I think the most important thing is to accept the disorder like any other medical disorder; that treatment works and that recovery is not only possible, but probable as well.
I think the most important thing is that family, friends, and the public should have awareness and understanding of schizophrenia.
It is a disease that can destroy your life. Families can and do turn their backs on you. The public doesn't care. Your government doesn't care. No one cares. If there is a hell, having this illness has got to be the greater part of hell's acreage.
I want people to know that I am just as intelligent and compassionate as any other person and that I am not a danger to them.
My health insurance has a co-pay of 50% for mental health services but only $10 for physical health services. I can't move out of my parent's house because it costs me $350 a month just for therapy, the psychiatrist, and medication.
It is biological and could happen to anyone. As a caregiver, you need to gather your strength from the love you have for the person you are caring for. .

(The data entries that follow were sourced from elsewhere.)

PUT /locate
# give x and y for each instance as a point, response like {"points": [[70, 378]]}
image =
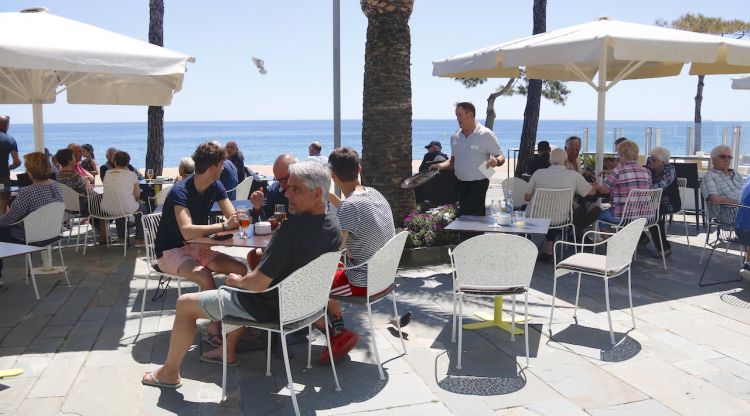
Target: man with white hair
{"points": [[557, 176]]}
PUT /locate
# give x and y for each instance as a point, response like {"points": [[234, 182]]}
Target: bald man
{"points": [[8, 148]]}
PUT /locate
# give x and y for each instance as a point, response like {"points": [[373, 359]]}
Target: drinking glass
{"points": [[279, 213]]}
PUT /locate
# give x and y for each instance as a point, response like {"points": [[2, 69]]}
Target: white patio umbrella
{"points": [[741, 83], [42, 55], [612, 49]]}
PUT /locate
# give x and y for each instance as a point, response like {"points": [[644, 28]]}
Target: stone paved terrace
{"points": [[689, 355]]}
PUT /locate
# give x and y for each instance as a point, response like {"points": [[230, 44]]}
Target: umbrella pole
{"points": [[38, 126]]}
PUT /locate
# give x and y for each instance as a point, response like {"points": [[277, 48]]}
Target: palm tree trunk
{"points": [[533, 99], [155, 143], [698, 118], [386, 104]]}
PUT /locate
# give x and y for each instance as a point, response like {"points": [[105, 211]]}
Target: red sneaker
{"points": [[341, 344]]}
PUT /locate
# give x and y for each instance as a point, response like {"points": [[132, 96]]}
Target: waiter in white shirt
{"points": [[471, 146]]}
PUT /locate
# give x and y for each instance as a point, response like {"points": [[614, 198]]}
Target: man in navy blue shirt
{"points": [[8, 147], [185, 217]]}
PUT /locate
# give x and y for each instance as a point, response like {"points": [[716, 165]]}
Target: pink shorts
{"points": [[171, 260]]}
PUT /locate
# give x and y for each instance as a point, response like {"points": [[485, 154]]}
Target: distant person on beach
{"points": [[305, 236], [434, 155], [314, 151], [89, 163], [472, 145], [110, 164], [185, 216], [185, 169], [77, 155], [541, 159], [8, 148]]}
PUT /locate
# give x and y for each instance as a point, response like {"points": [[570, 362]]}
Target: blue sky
{"points": [[294, 38]]}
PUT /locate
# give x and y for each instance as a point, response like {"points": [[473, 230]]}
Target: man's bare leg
{"points": [[183, 332]]}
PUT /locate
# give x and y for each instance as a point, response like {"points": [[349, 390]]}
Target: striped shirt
{"points": [[623, 179], [368, 219]]}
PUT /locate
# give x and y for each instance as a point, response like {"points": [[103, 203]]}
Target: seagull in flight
{"points": [[260, 65]]}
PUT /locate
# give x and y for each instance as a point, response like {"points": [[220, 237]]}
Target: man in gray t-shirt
{"points": [[472, 145]]}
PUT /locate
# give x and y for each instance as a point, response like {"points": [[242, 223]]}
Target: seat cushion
{"points": [[587, 263]]}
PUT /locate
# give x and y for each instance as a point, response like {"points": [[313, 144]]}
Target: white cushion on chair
{"points": [[587, 263]]}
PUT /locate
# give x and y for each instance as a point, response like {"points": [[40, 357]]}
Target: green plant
{"points": [[427, 229]]}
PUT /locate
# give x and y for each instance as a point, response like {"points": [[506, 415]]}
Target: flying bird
{"points": [[260, 65]]}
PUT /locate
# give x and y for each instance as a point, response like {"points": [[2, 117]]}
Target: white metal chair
{"points": [[615, 262], [381, 277], [303, 299], [518, 187], [150, 227], [555, 204], [641, 203], [242, 190], [72, 201], [492, 265], [43, 228], [96, 212]]}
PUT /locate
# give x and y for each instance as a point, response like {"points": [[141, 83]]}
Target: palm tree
{"points": [[533, 99], [386, 103], [155, 146]]}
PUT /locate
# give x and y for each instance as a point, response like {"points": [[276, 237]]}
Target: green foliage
{"points": [[427, 229]]}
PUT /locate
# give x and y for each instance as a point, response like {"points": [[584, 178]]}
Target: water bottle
{"points": [[509, 203]]}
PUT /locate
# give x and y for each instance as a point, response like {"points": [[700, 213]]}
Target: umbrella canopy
{"points": [[42, 55], [602, 53], [741, 83]]}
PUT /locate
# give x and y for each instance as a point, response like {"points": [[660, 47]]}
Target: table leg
{"points": [[496, 320]]}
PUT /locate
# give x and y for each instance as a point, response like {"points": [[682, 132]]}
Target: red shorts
{"points": [[342, 287]]}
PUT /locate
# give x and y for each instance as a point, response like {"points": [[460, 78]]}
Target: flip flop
{"points": [[218, 361], [154, 382]]}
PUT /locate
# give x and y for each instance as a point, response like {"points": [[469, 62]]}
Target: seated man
{"points": [[306, 235], [366, 224], [557, 177], [541, 159], [185, 217]]}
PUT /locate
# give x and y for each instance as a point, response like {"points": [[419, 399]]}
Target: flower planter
{"points": [[425, 256]]}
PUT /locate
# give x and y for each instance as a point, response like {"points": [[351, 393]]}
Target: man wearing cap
{"points": [[541, 159], [434, 155], [472, 146]]}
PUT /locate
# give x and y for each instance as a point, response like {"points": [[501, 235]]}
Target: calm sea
{"points": [[262, 141]]}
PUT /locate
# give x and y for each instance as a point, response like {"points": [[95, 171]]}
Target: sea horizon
{"points": [[262, 140]]}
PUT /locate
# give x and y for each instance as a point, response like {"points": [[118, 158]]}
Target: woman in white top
{"points": [[122, 193]]}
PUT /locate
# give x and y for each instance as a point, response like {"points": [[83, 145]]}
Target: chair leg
{"points": [[398, 323], [609, 315], [288, 373], [578, 292], [460, 328], [374, 343], [268, 353], [513, 318], [309, 344], [630, 297], [526, 324], [330, 356], [33, 278]]}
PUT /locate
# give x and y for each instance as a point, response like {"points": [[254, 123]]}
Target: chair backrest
{"points": [[494, 261], [382, 266], [243, 189], [44, 223], [306, 291], [71, 198], [621, 246], [150, 227], [555, 204], [642, 203], [519, 187]]}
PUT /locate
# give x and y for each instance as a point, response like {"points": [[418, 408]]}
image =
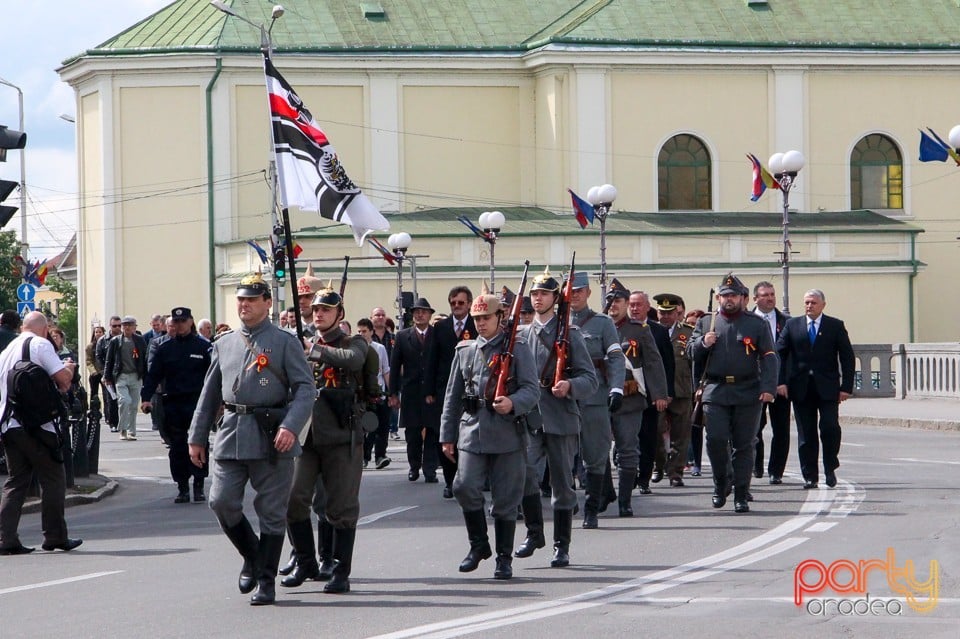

Prepare to be challenged by the disease, the person, and the system.
It is easy to burn out when there is no support, understanding for yourself or your child. Compassion is essential for what they are going through. Knowledge about the illness and the medications are the only thing that helps cope with symptoms.
Caring for a family member is a life-changing and never-ending process. You must remain ever vigilant and expect difficulties in accessing necessary and appropriate services. You must also take care of yourself.
The public needs to fully understand schizophrenia first before people can begin to grasp the toll this illness takes on the individual affected by this disease and the physical and mental strain experienced by family members...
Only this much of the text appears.